Jan 25, 2005 18:47
Ah shit. So the old lady calls me sobbing, begging me to come back. During that nights she told me she had a few abortions though she always wanted lots of babies. As I stormed off I said, "why don't you go have another abortion you fuckin' killer". So I went back and she was crying and I had to tell her that I didn't mean it when I said she should have let me break up with her the week before at Chapultapec.
I guess I laced into her pretty good but she just can't let things go. Sometimes people need space and she always wants to talk things out. When you're like that your always going to be hurting due to the natural backlash people have against such clingy personalities. She did think I was a pedophile afterall. That and she accused me of cheating twice. Dah. Of course none of it's true.
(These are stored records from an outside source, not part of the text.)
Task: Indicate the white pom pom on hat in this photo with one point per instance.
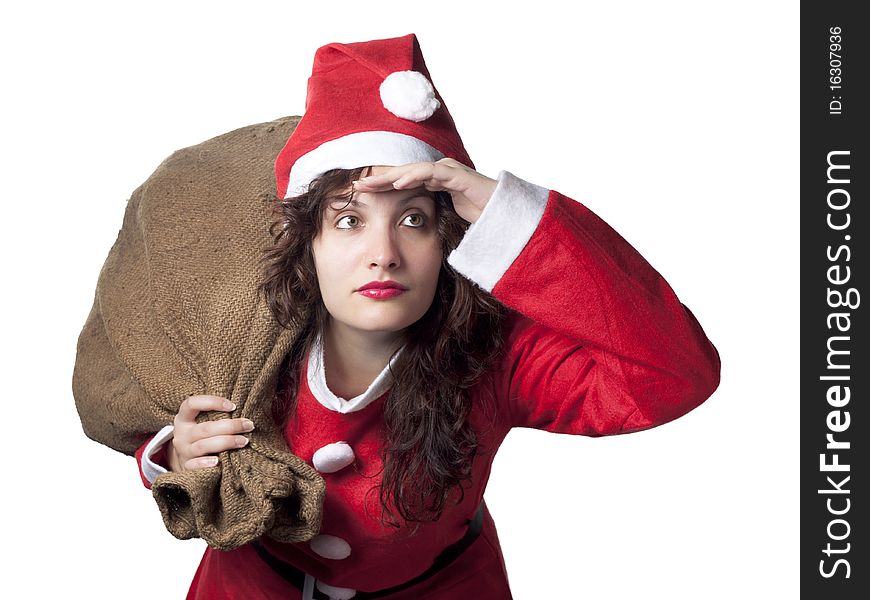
(409, 95)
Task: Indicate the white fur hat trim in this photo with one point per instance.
(330, 546)
(335, 593)
(409, 95)
(333, 457)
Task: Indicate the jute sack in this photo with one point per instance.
(176, 313)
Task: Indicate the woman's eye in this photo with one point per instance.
(351, 220)
(415, 220)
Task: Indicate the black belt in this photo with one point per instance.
(297, 578)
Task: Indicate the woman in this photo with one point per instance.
(424, 340)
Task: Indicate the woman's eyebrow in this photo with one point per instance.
(356, 203)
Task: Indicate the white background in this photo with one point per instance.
(676, 122)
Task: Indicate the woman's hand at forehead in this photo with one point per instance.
(469, 189)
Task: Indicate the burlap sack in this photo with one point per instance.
(176, 313)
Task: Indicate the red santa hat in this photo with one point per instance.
(368, 103)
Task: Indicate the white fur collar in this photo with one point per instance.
(318, 387)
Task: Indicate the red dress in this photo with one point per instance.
(597, 343)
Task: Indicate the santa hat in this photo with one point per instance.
(368, 103)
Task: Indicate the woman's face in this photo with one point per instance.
(381, 236)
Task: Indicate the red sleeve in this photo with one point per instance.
(158, 457)
(601, 344)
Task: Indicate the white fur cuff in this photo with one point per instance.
(493, 242)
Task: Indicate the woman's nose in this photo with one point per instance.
(383, 249)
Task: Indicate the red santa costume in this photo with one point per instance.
(596, 343)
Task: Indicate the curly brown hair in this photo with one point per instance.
(429, 446)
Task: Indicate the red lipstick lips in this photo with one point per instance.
(381, 289)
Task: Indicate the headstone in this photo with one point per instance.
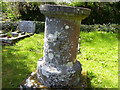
(27, 26)
(59, 67)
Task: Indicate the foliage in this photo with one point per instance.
(98, 56)
(101, 12)
(39, 27)
(114, 28)
(9, 26)
(10, 11)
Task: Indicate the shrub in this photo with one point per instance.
(39, 27)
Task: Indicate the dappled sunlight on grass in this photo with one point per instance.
(99, 56)
(21, 59)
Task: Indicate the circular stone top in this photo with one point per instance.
(50, 10)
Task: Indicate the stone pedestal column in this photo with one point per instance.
(59, 67)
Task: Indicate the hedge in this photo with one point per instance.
(13, 26)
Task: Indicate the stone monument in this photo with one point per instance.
(59, 67)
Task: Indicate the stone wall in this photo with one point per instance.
(39, 27)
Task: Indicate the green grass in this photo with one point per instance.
(99, 56)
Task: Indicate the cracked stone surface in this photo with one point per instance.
(59, 67)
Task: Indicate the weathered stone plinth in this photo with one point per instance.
(59, 67)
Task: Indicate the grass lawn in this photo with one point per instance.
(99, 57)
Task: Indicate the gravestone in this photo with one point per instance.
(27, 26)
(59, 67)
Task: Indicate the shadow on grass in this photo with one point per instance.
(14, 67)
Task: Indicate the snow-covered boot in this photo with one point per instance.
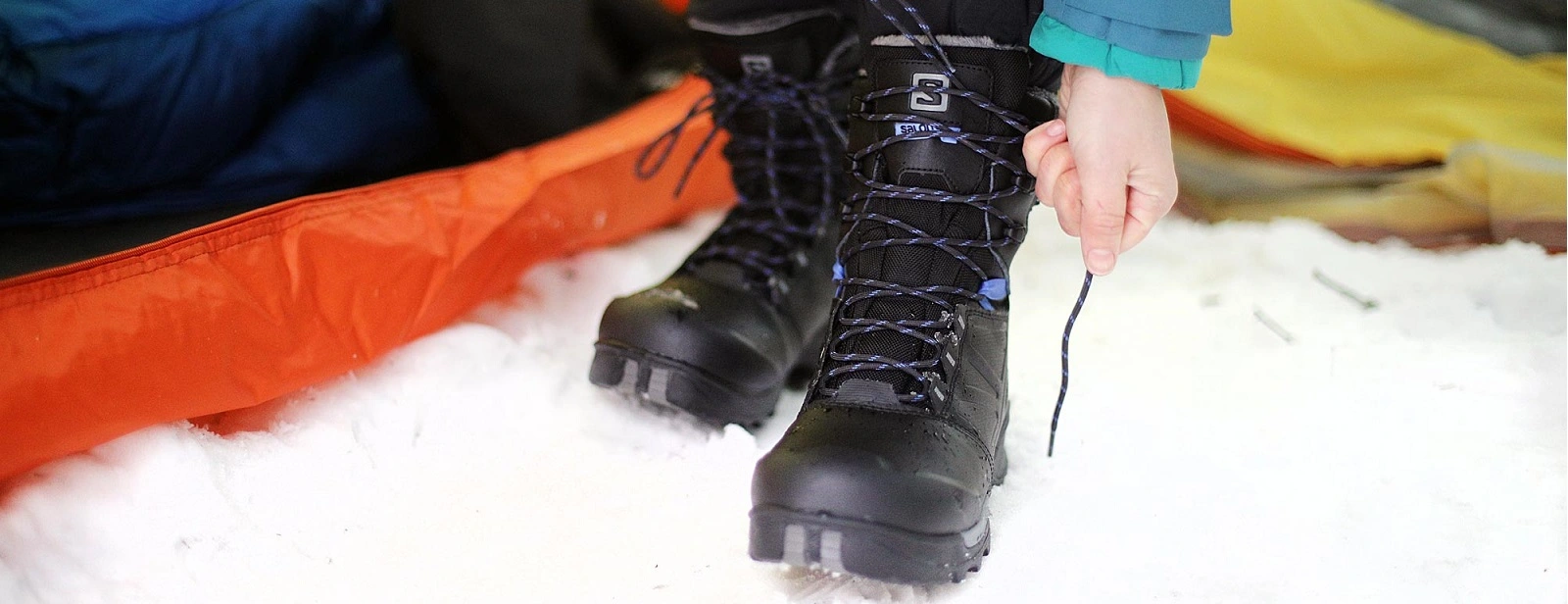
(890, 465)
(750, 306)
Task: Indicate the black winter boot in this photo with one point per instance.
(749, 308)
(890, 465)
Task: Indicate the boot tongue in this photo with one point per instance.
(796, 49)
(929, 164)
(762, 114)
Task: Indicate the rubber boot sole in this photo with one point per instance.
(661, 381)
(870, 549)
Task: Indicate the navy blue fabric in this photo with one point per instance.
(133, 107)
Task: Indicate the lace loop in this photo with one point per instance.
(925, 371)
(783, 140)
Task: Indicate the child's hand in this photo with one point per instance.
(1105, 164)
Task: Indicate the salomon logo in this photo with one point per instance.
(757, 65)
(925, 101)
(916, 127)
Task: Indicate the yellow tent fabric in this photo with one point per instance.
(1360, 85)
(1484, 193)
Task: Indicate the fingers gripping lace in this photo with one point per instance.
(783, 140)
(1001, 229)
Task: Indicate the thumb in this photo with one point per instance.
(1104, 214)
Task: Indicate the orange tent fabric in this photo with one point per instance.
(264, 303)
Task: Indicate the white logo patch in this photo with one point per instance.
(913, 127)
(922, 101)
(674, 295)
(757, 65)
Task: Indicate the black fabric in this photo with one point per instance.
(512, 73)
(930, 164)
(1004, 21)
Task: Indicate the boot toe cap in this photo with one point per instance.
(723, 331)
(908, 471)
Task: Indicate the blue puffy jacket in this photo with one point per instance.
(130, 107)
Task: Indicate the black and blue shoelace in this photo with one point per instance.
(768, 165)
(993, 287)
(993, 282)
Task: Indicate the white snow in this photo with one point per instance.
(1413, 452)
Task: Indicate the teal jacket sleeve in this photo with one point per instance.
(1156, 41)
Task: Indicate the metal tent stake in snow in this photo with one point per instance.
(1066, 333)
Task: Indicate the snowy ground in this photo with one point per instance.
(1413, 452)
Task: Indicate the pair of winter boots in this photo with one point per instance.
(878, 284)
We ended up having a nice weekend. We went to Celebration Station after a dinner at one of the Pappas restaurants. As The American Dagoe Frog so astutely pointed out, she invited someone she accused of being a pedophile to a place with a bunch of kids runnin' around. Then Sunday we watched the AFC and NFC Championship games, made hot wings (which were great), we fixed the shower head, and saw Sideways (which was great). I banged her something furious a couple of times as well.
I went to a meditation class with her last night. Little Chinese guys dressed up like Shaolin monks. Some people are really buying into this Zen Buddhism thing. I pretended I was an extra in a Wu-tang movie the whole time. I pretended to speak in a Chinese accent in my head, 'one must controll one's mind before once can crush one's enemies'. 'I harness the powers of nature and squat on my advasaries with my shitting monkey style'.
After the class I said goodbye to the old lady. She said she wanted to talk so I called her when I got home. She said when her daughter had a pillow fight with me she was, "trying to get my attention". I'm not sure, but she may be jealous of her daughter. Un-fucking believable. Are there any regular girls out there? No. No, I didn't think so. It's sad really that I'm either alone or get caught up with some old chick. It's awkward, but these moments are a heaven send for this hell on earth.
Behemoth is in town. It's time to rock.